Latex Paint Recycling
Summary of Latex Paint Disposal:
- Latex paint is better for the environment than oil-based paint.
- Low VOC and No VOC paint is safer to use than standard paint.
- Always try to buy only what you need.
- Use up or recycle unwanted leftover paint.
- You may be able to donate unopened, sealed cans of paint to the Habitat for Humanity ReStore
Retailers Accepting Latex Paint:
Please click on our Household Hazardous Waste webpage for disposal information.
Some Ace Hardware stores have begun to accept oil-based paint for a fee. Please call before bringing.
Latex Paint Information
Latex paint has many advantages over oil-based paint. Latex paint emits less odor, cleans up with soap and water, and breathes allowing moisture to escape. Latex paint, especially acrylic latex, is less prone to fading or yellowing than oil-based paint.
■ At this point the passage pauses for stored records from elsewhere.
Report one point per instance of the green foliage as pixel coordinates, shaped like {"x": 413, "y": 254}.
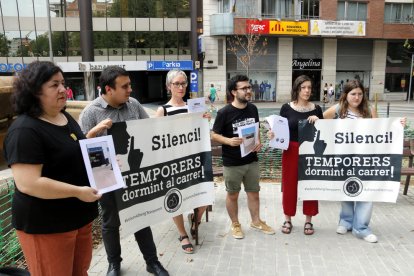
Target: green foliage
{"x": 4, "y": 45}
{"x": 409, "y": 130}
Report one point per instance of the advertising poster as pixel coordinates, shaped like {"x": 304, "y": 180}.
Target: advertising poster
{"x": 166, "y": 166}
{"x": 350, "y": 160}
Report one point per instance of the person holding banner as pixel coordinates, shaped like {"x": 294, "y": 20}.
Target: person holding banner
{"x": 300, "y": 108}
{"x": 176, "y": 83}
{"x": 115, "y": 105}
{"x": 53, "y": 205}
{"x": 237, "y": 169}
{"x": 355, "y": 215}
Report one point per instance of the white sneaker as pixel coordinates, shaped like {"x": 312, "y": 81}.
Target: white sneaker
{"x": 371, "y": 238}
{"x": 341, "y": 230}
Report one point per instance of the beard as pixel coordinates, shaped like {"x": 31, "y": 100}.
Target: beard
{"x": 241, "y": 99}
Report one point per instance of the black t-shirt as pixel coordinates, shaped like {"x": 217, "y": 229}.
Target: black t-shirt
{"x": 294, "y": 117}
{"x": 33, "y": 141}
{"x": 228, "y": 119}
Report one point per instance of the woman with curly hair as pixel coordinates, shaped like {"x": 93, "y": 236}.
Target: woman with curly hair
{"x": 53, "y": 205}
{"x": 354, "y": 215}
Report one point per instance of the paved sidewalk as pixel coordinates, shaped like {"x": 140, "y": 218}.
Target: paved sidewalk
{"x": 324, "y": 253}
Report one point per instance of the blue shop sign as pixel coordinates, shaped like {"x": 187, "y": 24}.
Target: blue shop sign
{"x": 168, "y": 65}
{"x": 12, "y": 67}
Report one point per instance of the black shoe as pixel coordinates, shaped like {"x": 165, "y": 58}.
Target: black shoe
{"x": 156, "y": 268}
{"x": 114, "y": 269}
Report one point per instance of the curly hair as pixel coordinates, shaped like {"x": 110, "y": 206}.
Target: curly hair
{"x": 28, "y": 87}
{"x": 172, "y": 74}
{"x": 294, "y": 93}
{"x": 363, "y": 108}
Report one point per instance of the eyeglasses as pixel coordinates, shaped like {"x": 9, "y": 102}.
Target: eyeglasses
{"x": 179, "y": 84}
{"x": 245, "y": 89}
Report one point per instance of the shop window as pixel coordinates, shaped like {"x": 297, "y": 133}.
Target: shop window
{"x": 352, "y": 10}
{"x": 184, "y": 43}
{"x": 309, "y": 9}
{"x": 397, "y": 70}
{"x": 59, "y": 43}
{"x": 398, "y": 13}
{"x": 74, "y": 44}
{"x": 183, "y": 8}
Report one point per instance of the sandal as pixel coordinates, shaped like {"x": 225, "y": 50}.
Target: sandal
{"x": 308, "y": 230}
{"x": 191, "y": 222}
{"x": 185, "y": 247}
{"x": 287, "y": 227}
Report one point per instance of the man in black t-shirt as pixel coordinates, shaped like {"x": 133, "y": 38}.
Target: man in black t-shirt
{"x": 238, "y": 169}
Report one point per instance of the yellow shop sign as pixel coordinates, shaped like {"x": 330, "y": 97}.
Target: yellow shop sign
{"x": 288, "y": 27}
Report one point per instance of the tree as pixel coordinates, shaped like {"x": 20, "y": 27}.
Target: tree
{"x": 248, "y": 46}
{"x": 409, "y": 43}
{"x": 4, "y": 45}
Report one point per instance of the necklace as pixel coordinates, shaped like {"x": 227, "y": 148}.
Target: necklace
{"x": 62, "y": 121}
{"x": 308, "y": 107}
{"x": 59, "y": 120}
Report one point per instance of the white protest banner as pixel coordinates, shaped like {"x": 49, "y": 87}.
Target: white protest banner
{"x": 350, "y": 160}
{"x": 166, "y": 166}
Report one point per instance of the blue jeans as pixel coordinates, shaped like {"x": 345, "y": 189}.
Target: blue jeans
{"x": 355, "y": 216}
{"x": 110, "y": 233}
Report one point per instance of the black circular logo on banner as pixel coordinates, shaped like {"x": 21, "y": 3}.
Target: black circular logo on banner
{"x": 172, "y": 201}
{"x": 353, "y": 186}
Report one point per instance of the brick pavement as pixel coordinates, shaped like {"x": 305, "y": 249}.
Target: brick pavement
{"x": 324, "y": 253}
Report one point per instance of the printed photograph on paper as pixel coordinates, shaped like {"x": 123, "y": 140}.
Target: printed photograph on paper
{"x": 250, "y": 135}
{"x": 196, "y": 105}
{"x": 101, "y": 165}
{"x": 280, "y": 128}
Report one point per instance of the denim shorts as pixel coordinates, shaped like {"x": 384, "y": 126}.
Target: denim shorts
{"x": 248, "y": 174}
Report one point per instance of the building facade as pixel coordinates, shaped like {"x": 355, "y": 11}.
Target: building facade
{"x": 134, "y": 34}
{"x": 331, "y": 41}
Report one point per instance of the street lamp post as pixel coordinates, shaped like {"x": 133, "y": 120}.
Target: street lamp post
{"x": 411, "y": 78}
{"x": 50, "y": 31}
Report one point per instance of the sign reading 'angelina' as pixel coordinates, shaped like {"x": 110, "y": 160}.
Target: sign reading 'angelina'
{"x": 307, "y": 64}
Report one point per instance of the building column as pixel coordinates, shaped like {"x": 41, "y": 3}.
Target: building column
{"x": 284, "y": 69}
{"x": 329, "y": 53}
{"x": 379, "y": 62}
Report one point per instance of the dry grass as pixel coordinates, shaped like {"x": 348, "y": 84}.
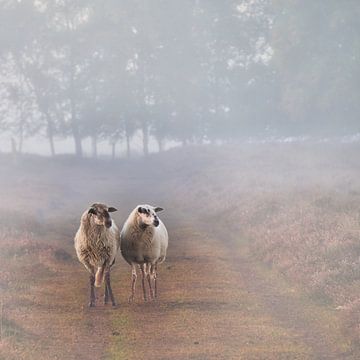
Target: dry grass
{"x": 293, "y": 208}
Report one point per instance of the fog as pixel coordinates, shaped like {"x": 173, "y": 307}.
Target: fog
{"x": 239, "y": 118}
{"x": 132, "y": 73}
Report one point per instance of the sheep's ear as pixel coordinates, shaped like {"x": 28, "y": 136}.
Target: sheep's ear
{"x": 92, "y": 211}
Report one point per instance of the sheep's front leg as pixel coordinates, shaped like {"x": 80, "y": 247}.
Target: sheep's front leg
{"x": 150, "y": 276}
{"x": 133, "y": 282}
{"x": 92, "y": 290}
{"x": 155, "y": 278}
{"x": 109, "y": 289}
{"x": 143, "y": 273}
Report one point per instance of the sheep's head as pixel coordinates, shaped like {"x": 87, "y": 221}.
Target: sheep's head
{"x": 147, "y": 216}
{"x": 100, "y": 214}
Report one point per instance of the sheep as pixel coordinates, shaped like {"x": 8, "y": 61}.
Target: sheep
{"x": 97, "y": 242}
{"x": 144, "y": 241}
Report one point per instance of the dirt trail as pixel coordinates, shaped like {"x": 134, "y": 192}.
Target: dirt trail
{"x": 215, "y": 304}
{"x": 215, "y": 301}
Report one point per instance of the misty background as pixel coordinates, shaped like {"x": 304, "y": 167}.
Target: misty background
{"x": 128, "y": 77}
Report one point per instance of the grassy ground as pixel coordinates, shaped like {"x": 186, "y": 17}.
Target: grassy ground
{"x": 262, "y": 263}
Because latex paint is not as sensitive to alkali as oil-based paint, it can be used over cement and plaster. Latex paint is dry to the touch in minutes and ready for a second coat in about four hours, even in humid conditions. Finally, because latex paint contains anywhere from 50% to 90% water, the environmental impact from water-based paint is much less than oil-based paint.
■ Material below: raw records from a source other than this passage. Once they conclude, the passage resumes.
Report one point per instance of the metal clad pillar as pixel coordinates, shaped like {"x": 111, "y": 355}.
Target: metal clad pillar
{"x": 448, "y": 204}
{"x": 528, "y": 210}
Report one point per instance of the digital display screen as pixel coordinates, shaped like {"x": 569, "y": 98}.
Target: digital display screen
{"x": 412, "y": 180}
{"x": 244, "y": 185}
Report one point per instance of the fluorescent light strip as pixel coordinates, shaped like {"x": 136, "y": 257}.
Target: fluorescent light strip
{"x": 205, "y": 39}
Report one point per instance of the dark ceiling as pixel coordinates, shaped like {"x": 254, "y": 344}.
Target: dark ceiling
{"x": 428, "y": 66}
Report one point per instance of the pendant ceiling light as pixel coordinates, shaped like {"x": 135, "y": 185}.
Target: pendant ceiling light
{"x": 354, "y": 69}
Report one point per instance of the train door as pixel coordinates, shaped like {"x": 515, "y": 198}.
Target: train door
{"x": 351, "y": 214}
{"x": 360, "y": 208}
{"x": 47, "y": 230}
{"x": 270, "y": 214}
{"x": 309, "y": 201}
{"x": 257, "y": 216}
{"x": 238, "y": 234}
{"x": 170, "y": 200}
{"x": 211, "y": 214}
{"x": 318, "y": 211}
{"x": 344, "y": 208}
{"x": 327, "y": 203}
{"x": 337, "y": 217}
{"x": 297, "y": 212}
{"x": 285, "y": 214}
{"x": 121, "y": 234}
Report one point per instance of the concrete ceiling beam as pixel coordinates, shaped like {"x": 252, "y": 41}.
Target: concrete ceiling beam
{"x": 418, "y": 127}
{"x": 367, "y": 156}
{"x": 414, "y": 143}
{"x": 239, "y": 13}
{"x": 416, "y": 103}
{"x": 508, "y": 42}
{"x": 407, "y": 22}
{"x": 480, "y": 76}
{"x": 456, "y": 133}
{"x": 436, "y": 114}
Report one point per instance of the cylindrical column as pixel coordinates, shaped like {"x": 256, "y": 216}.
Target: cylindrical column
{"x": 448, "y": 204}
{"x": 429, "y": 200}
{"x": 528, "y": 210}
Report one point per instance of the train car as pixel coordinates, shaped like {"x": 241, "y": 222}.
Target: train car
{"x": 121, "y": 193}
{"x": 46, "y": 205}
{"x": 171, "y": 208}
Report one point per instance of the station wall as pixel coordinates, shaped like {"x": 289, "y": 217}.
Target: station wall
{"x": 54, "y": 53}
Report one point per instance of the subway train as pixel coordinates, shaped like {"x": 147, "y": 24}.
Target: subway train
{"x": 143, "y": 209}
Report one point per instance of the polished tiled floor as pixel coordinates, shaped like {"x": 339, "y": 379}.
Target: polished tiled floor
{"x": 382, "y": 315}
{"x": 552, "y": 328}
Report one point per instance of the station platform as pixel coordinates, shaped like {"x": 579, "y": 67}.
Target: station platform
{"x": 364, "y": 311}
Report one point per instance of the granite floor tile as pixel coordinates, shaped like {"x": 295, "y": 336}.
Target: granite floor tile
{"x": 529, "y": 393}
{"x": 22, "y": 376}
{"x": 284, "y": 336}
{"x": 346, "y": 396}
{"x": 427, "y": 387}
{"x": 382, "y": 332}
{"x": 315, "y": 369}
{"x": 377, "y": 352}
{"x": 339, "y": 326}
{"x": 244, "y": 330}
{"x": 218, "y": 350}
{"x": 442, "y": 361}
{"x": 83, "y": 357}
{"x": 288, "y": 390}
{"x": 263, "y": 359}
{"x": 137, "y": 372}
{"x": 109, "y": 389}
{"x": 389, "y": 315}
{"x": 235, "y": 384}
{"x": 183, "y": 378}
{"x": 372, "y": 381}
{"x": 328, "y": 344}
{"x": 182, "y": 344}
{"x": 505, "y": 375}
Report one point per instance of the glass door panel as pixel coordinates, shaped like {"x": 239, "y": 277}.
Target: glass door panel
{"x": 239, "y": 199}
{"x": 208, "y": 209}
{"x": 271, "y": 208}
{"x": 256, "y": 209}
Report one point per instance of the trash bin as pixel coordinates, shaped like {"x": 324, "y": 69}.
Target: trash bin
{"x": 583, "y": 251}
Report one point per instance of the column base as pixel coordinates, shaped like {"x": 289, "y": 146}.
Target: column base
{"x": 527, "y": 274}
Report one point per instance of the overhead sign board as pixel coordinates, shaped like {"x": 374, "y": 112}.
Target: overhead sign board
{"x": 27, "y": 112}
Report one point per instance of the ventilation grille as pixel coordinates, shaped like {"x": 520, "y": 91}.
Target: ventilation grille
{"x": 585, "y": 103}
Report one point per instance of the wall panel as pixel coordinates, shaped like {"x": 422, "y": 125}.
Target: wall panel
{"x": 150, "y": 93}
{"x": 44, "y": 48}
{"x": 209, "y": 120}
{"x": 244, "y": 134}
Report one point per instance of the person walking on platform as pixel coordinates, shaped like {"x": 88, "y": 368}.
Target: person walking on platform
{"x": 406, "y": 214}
On average, the typical household has 3-5 containers of unwanted latex paint in storage. An estimated "3,000 plus" tons of waste latex paint is sent to Illinois landfills each year. There is an economical and environmentally preferable alternative—recycling!
Over the years, the Illinois EPA has tried a variety of partnership programs with local governments and businesses. Funding for these programs has been reduced and may be eliminated. Dependable alternatives need to be established and utilized.
Latex Paint Tips
Here are some tips on ways to reduce the amount of latex paint in need of disposal:
- Buy only what you need
- Take back unopened cans (if you can't, contact Habitat for Humanity ReStore to learn if they will accept them)
Use it up—Keep painting, add another coat. Paint something else – paint old furniture, a piece of cardboard, something that will use it up.
- Store paint for later use– Be certain the lid is on tightly, consider dating the label for your own reference, be certain some paint is visible on the top edge so you can easily see what color it is and keep the label free of paint so you can read the type of paint and cleaning instructions easily (I.e. flat, acrylic, glossy).
- Place the can(s) of partially filled paint upside down to keep paint fresh. Avoid storing it at extreme temperatures (never let it freeze). Paint that has been frozen and thawed is not reusable or recyclable.
- Recycle the paint. Several stores and special collection events are now offering latex paint recycling for a fee. The fees are comparable to the cost of purchasing paint hardening products with the benefit of recycling instead of contributing to the landfill.
- Dry up the paint– Open the can and place outside (away from children & pets), add some kitty litter, sawdust, or paint hardening agent to the can and allow it to evaporate. Once the paint is hard and dried out, knock out the clump in the regular garbage and recycle the steel can
- Calculate and buy the amount of paint you need for a project. Painting projects require about one gallon of paint to cover 400 square feet of smooth surface (rough surfaces require more). Compute your paint needs by figuring the total area of your project in square feet (Wall length multiplied by width, minus doors, windows, etc.) and dividing the total by 400.
- There are several paint calculators on the web or you can bring your measurements to a retailer and ask for assistance. While there, ask about returning unopened cans of paint. Many retailers allow this but programs may vary.
- Use it properly. To protect your health, always apply latex paint in well-ventilated areas and wear a protective face mask and goggles that completely cover your eyes. This is especially important when spray painting.
- Consider purchasing Low-VOC or No-VOC to protect your health and overall air quality
Save Time & Recycle
By utilizing latex paint recycling opportunities, you are reducing the amount of paint stored in your home, while reducing the amount of hardened paint sent to the landfill.
There is a fee to take used paint to participating retailers for recycling. The recycling fees apply to each container, regardless of the amount of paint in the container. It may be in your interest to combine several small quantities into as few existing containers as possible.
- $2.00 per quart container
- $3.00 per gallon container
- $4.00 per 2 gallon container
- $9.00 per 5 gallon pail
(prices are subject to change; call for current prices)
The fees for oil-based paint at the locations that accept it, are higher than latex fees.